If you are an avid gamer who's interested in a career in video game design, but maybe you lack some of the programming experience, the DigiPen Institute of Technology might be a great place to start. The DigiPen program is an accredited, college-level program that teaches its students how to program and design for today's demanding video game applications. For more details on DigiPen's curriculum, please visit www.digipen.edu.

Please note: If you represent an established video game developer looking for information on getting your products licensed by Nintendo, please email us for assistance, by clicking here."


----------



## Leonn (May 2, 2013)

Ty, not what i ment, but answers my question, ty


----------



## Bacon Boy (May 2, 2013)

Nintendo doesn't accept suggestions. Most game companies don't. Nintendo knows that whatever they shovel out, their fans will buy. They have been listening lately, though. For example, we've gotten Xenoblade and Pandora's Tower. That's about it, though.


----------



## Kaiaa (May 2, 2013)

Basically what Bacon Boy said. Nintendo does not take suggestions from their fans.


----------



## oath2order (May 2, 2013)

I am amused that your avatar is pointing at the title.

What was your suggestion?


----------



## Anna (May 2, 2013)

I wrote to Nintendo once after Wild World game out giving them suggestions for the next installment but they just wrote back saying they couldn't accept ideas but they did send me some demo games


----------



## Leonn (May 2, 2013)

Kaiaa said:


> Basically what Bacon Boy said.
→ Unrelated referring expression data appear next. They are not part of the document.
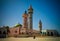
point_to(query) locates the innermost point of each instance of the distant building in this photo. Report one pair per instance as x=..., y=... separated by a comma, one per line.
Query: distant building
x=3, y=32
x=26, y=28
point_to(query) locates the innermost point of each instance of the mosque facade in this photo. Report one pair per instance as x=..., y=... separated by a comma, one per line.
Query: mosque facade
x=26, y=28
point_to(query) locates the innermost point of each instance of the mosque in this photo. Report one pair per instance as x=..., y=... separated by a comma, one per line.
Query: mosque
x=26, y=29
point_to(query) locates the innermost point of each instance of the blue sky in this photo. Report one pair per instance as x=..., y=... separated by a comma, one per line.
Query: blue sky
x=45, y=10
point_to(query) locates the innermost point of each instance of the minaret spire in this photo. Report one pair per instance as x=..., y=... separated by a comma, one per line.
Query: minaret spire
x=40, y=26
x=30, y=20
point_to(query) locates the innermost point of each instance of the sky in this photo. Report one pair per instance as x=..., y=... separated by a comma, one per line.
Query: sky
x=47, y=11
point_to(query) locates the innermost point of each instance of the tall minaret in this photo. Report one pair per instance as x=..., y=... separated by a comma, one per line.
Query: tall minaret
x=25, y=23
x=40, y=26
x=30, y=13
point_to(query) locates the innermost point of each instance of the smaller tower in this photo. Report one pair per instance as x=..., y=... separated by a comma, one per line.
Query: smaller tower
x=30, y=18
x=25, y=24
x=40, y=26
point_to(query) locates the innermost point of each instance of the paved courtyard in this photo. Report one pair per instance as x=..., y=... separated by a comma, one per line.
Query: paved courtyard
x=31, y=39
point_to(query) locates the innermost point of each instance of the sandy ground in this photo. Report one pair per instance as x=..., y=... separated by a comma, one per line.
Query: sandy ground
x=31, y=39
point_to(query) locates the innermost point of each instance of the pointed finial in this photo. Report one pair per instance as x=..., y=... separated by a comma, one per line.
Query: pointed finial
x=40, y=21
x=25, y=12
x=30, y=7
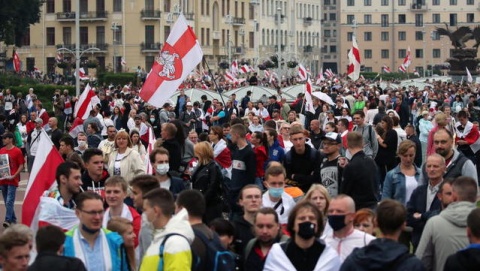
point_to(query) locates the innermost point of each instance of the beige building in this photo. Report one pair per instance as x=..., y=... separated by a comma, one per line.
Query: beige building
x=385, y=29
x=131, y=32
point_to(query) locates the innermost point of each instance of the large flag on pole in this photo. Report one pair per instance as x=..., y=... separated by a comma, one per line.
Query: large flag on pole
x=308, y=97
x=469, y=76
x=178, y=57
x=42, y=177
x=354, y=60
x=16, y=61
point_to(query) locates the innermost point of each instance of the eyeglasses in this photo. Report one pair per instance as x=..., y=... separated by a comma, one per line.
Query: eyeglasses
x=93, y=213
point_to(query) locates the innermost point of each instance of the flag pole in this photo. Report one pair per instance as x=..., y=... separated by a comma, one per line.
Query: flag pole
x=214, y=81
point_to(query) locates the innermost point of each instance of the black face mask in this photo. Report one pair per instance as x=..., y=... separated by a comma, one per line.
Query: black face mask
x=88, y=230
x=337, y=222
x=306, y=230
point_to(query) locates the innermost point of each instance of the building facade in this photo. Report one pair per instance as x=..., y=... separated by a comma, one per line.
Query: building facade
x=120, y=35
x=385, y=30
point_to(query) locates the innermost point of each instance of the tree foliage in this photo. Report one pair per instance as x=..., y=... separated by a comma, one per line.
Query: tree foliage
x=16, y=16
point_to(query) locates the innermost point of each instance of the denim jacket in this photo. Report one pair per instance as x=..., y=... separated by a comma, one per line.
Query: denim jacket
x=394, y=186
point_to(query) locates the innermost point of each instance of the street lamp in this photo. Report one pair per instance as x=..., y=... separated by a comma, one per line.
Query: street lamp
x=114, y=31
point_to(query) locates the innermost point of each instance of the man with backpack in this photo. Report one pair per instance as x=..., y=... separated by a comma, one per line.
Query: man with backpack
x=385, y=253
x=208, y=254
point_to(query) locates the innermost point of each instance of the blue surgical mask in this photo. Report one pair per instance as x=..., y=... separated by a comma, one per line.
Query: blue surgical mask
x=275, y=192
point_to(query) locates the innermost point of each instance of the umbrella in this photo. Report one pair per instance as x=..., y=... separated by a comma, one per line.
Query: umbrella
x=324, y=97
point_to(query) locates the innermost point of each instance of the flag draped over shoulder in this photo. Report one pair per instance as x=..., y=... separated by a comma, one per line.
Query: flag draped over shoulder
x=178, y=57
x=42, y=177
x=354, y=60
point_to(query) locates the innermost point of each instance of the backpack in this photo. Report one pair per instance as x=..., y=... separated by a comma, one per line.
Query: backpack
x=217, y=257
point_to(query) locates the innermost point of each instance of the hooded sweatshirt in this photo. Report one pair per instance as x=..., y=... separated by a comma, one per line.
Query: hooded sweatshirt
x=177, y=254
x=382, y=254
x=444, y=235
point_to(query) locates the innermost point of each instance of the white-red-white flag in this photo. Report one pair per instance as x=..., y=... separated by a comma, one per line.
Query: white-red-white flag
x=150, y=147
x=302, y=72
x=82, y=74
x=354, y=60
x=308, y=97
x=469, y=76
x=85, y=103
x=16, y=61
x=178, y=57
x=42, y=176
Nintendo does not take suggestions from their fans.


 I know, thus why i said ,"Ty, not what i ment, but answers my question, ty" not what i meant because i didn't want a college advertisement, but it answered my question, and i was gonna suggest some multiplayer options for animal crossing new leaf that could probably be implemented through a DLC


----------



## oath2order (May 2, 2013)

What options? I'm curious, please tell.


----------



## Bacon Boy (May 2, 2013)

I wasn't giving you an advertisement. That was from their FAQ on their website. If you have questions about Nintendo, I would suggest actually checking out their site.


----------



## Leonn (May 2, 2013)

Bacon Boy said:


> I wasn't giving you an advertisement. That was from their FAQ on their website. If you have questions about Nintendo, I would suggest actually checking out their site.



No need to get defensive, wasn't bashing you for it, and i didn't see it on their site.


And my suggestion would have been to add games like chess, checkers, connect 4,arm wrestling(rapidly pressing "a"), etc, that way the game would have good multiplayer functions.


----------